Même avant qu’éclate la pandémie, le ratio exportations mondiales de marchandises sur PIB mondial déclinait pour la première fois depuis la Seconde Guerre mondiale, en chutant de près de cinq points de pourcentage depuis 2008 à environ 20 % cette année.

Ce n’est pas la première fois que le monde se démondialise. Entre la Première Guerre mondiale et la veille de la Seconde Guerre mondiale, le commerce s’est effondré et le ratio exportations sur PIB a chuté d’un pic de 16 % en 1913 à simplement 6 %. Selon les célèbres mots de John Maynard Keynes, cette contraction a été le résultat des "projets et politiques de militarisme et impérialisme, de rivalités raciales et culturelles, de monopoles, de restrictions et d’exclusion".

Aujourd’hui, la démondialisation est provoquée par d’autres facteurs. Pour commencer, de nouvelles barrières protectionnistes ont été érigées, mais pas à la même échelle que lors des années 1930. Les restrictions aux échanges imposées par l’administration du Président américain Donald Trump depuis 2017 ont été relativement limitées et ont principalement ciblé la Chine. Au niveau mondial, elles ont en partie été compensées par de nouveaux accords de libre-échange, tels que l’Accord de Partenariat Economique que l’Union Européenne et le Japon ont conclu en 2018.

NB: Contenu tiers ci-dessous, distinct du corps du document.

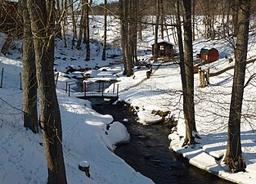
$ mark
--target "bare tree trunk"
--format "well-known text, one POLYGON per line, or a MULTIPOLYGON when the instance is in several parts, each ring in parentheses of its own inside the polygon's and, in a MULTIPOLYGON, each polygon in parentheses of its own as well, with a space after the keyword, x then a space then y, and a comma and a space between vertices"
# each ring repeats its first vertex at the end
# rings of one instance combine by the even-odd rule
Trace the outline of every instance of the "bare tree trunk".
POLYGON ((193 15, 193 20, 192 20, 192 40, 195 41, 195 0, 192 0, 192 15, 193 15))
POLYGON ((27 0, 22 0, 21 2, 24 20, 22 47, 24 127, 30 129, 34 133, 38 133, 37 78, 33 35, 27 8, 27 0))
POLYGON ((186 137, 183 146, 195 144, 195 137, 192 132, 196 132, 195 119, 194 104, 194 71, 193 71, 193 46, 191 30, 191 0, 183 0, 185 15, 183 16, 184 29, 184 47, 185 47, 185 74, 186 74, 186 99, 185 105, 187 108, 187 114, 184 114, 186 123, 186 137))
MULTIPOLYGON (((67 8, 67 0, 63 0, 62 1, 62 11, 66 10, 67 8)), ((66 41, 66 38, 65 38, 65 26, 66 26, 66 18, 65 17, 63 19, 63 25, 62 25, 62 30, 63 30, 63 35, 62 38, 64 39, 64 44, 65 44, 65 47, 67 47, 67 41, 66 41)))
MULTIPOLYGON (((58 22, 58 20, 61 19, 61 7, 60 7, 60 0, 57 0, 56 2, 56 22, 58 22)), ((61 22, 61 21, 60 21, 61 22)), ((57 37, 59 38, 62 38, 62 35, 61 35, 61 25, 57 25, 57 37)))
POLYGON ((126 18, 125 18, 125 11, 124 11, 124 0, 119 0, 119 18, 121 21, 121 38, 122 38, 122 50, 123 50, 123 62, 124 62, 124 73, 123 74, 127 74, 127 26, 126 26, 126 18))
POLYGON ((126 40, 127 40, 127 47, 126 47, 126 66, 127 66, 127 76, 130 77, 133 74, 133 62, 132 62, 132 25, 131 23, 132 15, 131 15, 131 9, 129 7, 132 5, 132 0, 126 0, 124 1, 124 11, 126 17, 126 26, 127 29, 128 30, 126 34, 126 40))
POLYGON ((246 168, 241 150, 240 117, 248 51, 250 1, 240 0, 237 4, 237 7, 238 30, 235 50, 236 64, 228 119, 227 149, 224 159, 230 171, 236 173, 245 172, 246 168))
POLYGON ((232 24, 233 24, 233 31, 234 31, 234 37, 237 36, 238 31, 238 0, 232 1, 232 24))
POLYGON ((160 9, 161 38, 164 39, 164 0, 159 1, 159 9, 160 9))
MULTIPOLYGON (((141 0, 138 0, 137 1, 137 3, 138 3, 138 8, 137 8, 137 14, 139 15, 139 13, 141 12, 141 3, 142 3, 142 1, 141 0)), ((141 23, 141 21, 142 20, 142 15, 140 15, 138 16, 138 20, 139 20, 139 22, 138 22, 138 25, 137 25, 137 38, 139 40, 142 40, 142 25, 141 23)))
MULTIPOLYGON (((76 28, 76 20, 74 18, 74 1, 73 0, 69 0, 69 1, 70 1, 71 15, 72 15, 72 30, 73 30, 72 49, 74 49, 74 41, 77 38, 77 31, 76 31, 77 28, 76 28)), ((57 2, 58 2, 58 0, 57 0, 57 2)))
POLYGON ((155 39, 154 39, 154 56, 155 61, 156 61, 157 57, 159 56, 158 53, 158 26, 159 23, 159 13, 160 13, 160 0, 156 0, 156 16, 155 16, 155 39))
POLYGON ((102 49, 102 61, 106 61, 106 29, 107 29, 107 0, 104 3, 104 38, 102 49))
POLYGON ((52 0, 28 0, 27 5, 34 35, 40 122, 48 170, 47 184, 66 184, 61 114, 53 71, 55 3, 52 0))
POLYGON ((80 15, 80 25, 79 25, 79 38, 78 38, 78 43, 76 45, 76 48, 78 50, 81 49, 81 43, 82 43, 82 38, 83 38, 83 33, 84 29, 84 9, 85 9, 85 0, 82 0, 82 5, 81 5, 81 15, 80 15))
POLYGON ((90 5, 88 0, 85 0, 85 43, 86 43, 86 58, 85 61, 90 61, 90 24, 89 24, 89 10, 90 5))

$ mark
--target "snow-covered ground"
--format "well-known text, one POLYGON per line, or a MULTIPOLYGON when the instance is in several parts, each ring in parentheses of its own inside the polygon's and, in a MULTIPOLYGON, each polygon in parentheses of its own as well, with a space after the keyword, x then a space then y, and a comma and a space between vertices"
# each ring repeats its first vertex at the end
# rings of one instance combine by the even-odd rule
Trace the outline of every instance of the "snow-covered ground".
MULTIPOLYGON (((101 17, 99 17, 101 20, 101 17)), ((99 21, 95 21, 95 25, 99 21)), ((95 26, 92 30, 94 39, 101 39, 102 25, 95 26)), ((116 24, 109 28, 109 43, 119 40, 116 24)), ((0 36, 0 39, 4 35, 0 36)), ((150 31, 144 33, 146 42, 140 45, 141 50, 150 47, 148 43, 153 39, 150 31)), ((255 35, 250 34, 249 56, 255 56, 254 45, 255 35)), ((171 40, 172 41, 172 40, 171 40)), ((1 40, 0 40, 0 43, 1 40)), ((20 47, 21 41, 16 40, 16 47, 20 47)), ((70 42, 68 42, 70 43, 70 42)), ((215 47, 220 52, 220 60, 209 65, 210 73, 215 73, 234 65, 229 63, 225 56, 233 57, 230 43, 226 39, 206 41, 203 38, 194 43, 194 54, 200 52, 202 47, 215 47)), ((222 156, 227 149, 227 126, 231 100, 233 70, 210 78, 210 85, 204 88, 198 88, 198 74, 195 74, 195 103, 197 130, 202 139, 200 144, 188 148, 181 146, 185 135, 185 125, 182 118, 182 101, 181 96, 181 77, 178 65, 166 63, 154 65, 153 74, 146 79, 148 69, 141 67, 134 70, 134 75, 127 78, 122 75, 122 65, 111 65, 120 58, 101 60, 101 46, 92 44, 92 60, 84 61, 84 50, 76 51, 65 48, 61 41, 56 47, 55 66, 59 71, 57 95, 60 104, 62 129, 63 149, 66 174, 69 183, 153 183, 153 182, 136 172, 123 159, 117 157, 112 150, 119 141, 126 141, 129 138, 126 128, 119 122, 113 123, 110 115, 102 115, 91 108, 90 102, 76 98, 74 90, 70 96, 65 92, 65 83, 73 81, 65 77, 65 67, 74 65, 78 68, 95 69, 91 74, 101 77, 104 74, 101 67, 107 70, 108 76, 116 78, 119 84, 119 99, 137 107, 139 122, 144 124, 155 123, 159 116, 151 114, 153 110, 169 110, 171 115, 178 120, 177 131, 169 135, 172 140, 170 149, 182 154, 190 163, 202 169, 212 172, 225 179, 237 183, 255 183, 256 180, 256 135, 254 133, 256 119, 255 81, 245 88, 243 105, 241 140, 244 157, 246 160, 246 173, 230 173, 223 164, 222 156), (110 128, 107 128, 110 126, 110 128), (215 159, 217 158, 217 159, 215 159), (79 170, 81 161, 90 164, 91 177, 86 177, 79 170)), ((120 54, 118 48, 112 47, 107 52, 120 54)), ((149 52, 146 52, 150 54, 149 52)), ((140 57, 148 58, 150 55, 140 57)), ((2 88, 0 88, 0 183, 4 184, 46 184, 47 165, 43 136, 34 135, 23 128, 22 91, 20 76, 22 73, 21 54, 17 49, 10 51, 10 55, 0 55, 0 70, 4 69, 2 88)), ((247 79, 255 73, 253 63, 248 65, 247 79)), ((77 74, 81 76, 81 74, 77 74)), ((109 90, 112 90, 110 86, 109 90)))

Un autre facteur, plus important, derrière la démondialisation actuelle est l’effilochage des chaînes de production mondiales, qui résulte lui-même de la transformation de la Chine d’une petite économie tirée par l’export en une plus grande économie davantage dépendante de la demande domestique. Ainsi, la dernière décennie peut en partie être perçue comme une période de normalisation après plusieurs années d’exceptionnalisme chinois. Mais il n’a pas eu que cela. Si la normalisation avait été le seul facteur à l’œuvre, le ratio exportations mondiales sur PIB mondial aurait simplement stagné, avec la part des exportations cédée par la Chine prise en charge par d’autres pays en développement. En fait, nous avons connu une forte chute de ce ratio, qui implique de sévères conséquences pour plusieurs pays en développement.

Du début des années 1990 jusqu’à récemment, le monde a connu une "convergence" économique, dans la mesure où les pays pauvres ont enfin commencé (après près de deux siècles) à rattraper les pays riches. Certains pays, en particulier en Asie de l’Est, avaient certes déjà amorcé leur convergence il y a longtemps, mais ce n’est qu’au cours des trois dernières décennies que ce phénomène s'est vraiment mondialisé.

L’accroissement des opportunités d’échanges constituait un important facteur derrière la convergence. Les années 1990 et 2000 ont constitué une ère que Martin Kessler et l’un d’entre nous avons qualifiée d’"hypermondialisation" (hyper-globalization), lorsque les avancées technologiques, la révolution des conteneurs, la chute des coûts d’information et de communication et le démantèlement des barrières à l’échange soutinrent une exubérance économique généralisée. Entre autres choses, l’hypermondialisation a tiré le ratio exportations mondiales sur PIB mondial de 15 % à 25 % au cours des deux décennies qui ont précédé la crise financière mondiale de 2008 et ce boom d’exportations a alimenté la croissance rapide des pays en développement. Par conséquent, comme le montre le graphique, l’hypermondialisation et la convergence ont été des phénomènes intimement liés l’un à l’autre.

GRAPHIQUE Ratio exportations mondiales de marchandises sur PIB mondial (en %) et écart de croissance du PIB par tête entre pays à haut revenu et pays à revenu faible et intermédiaire (en points de %)

Subramanian_Felman__mondialisation_convergence_pays_riches_pauvres.png

Puisque les deux phénomènes étaient connectés, le récent retour de la démondialisation a substantiellement freiné la convergence : les pays à revenu faible et intermédiaire qui croissaient à environ 3-4 % par an annuellement avant la crise financière mondiale croissent désormais à un rythme annuel moyen de 1-2 % depuis.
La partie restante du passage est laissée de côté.